Pore-size data in petrophysics: a perspective on the measurement of pore geometry

Abstract

Abstract Mercury injection capillary pressure (MICP), backscattered electron images (BSEI) and nuclear magnetic resonance (NMR) provide pore-geometry parameters useful for understanding variations in rock properties. MICP pore size is an area-equivalent diameter of the throats connecting the pore system. The MICP distribution contains a point (the turning point) that reveals where mercury first encounters the permeable network. This point identifies both critical pore size and connected porosity. BSEI measure pore area and diameter. Both parameters are unrelated to any specific morphological element. NMR pore size is a derivative of the pore-surface:volume ratio. Like BSEI, NMR pore size is unrelated to morphological elements. Like MICP, NMR provides a pore-size distribution that represents the entire sample volume. All three techniques provide a data distribution suitable for cross-correlation. Matching distributions determines the character of the permeable pore system.

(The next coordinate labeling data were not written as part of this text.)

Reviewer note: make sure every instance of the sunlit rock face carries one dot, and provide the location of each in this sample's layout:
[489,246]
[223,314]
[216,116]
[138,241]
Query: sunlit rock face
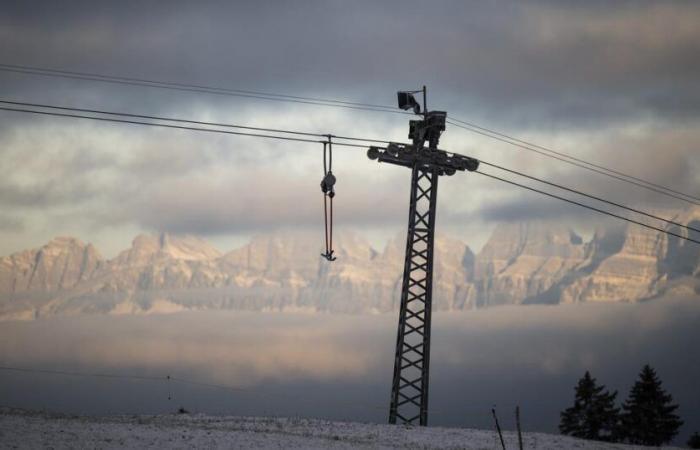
[59,265]
[522,263]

NMR and MICP distributions compare through the entire time and pressure spectra, matching best in the central part of the distributions. The match suggests pore-throats merge with the pore channels in the permeable part of the system. BSEI distributions match only with the low-pressure, slow-time parts of the other distributions. However, image porosity has a stronger correlation with permeability than any of the other parameters, suggesting that the BSEI distribution is near the turning point.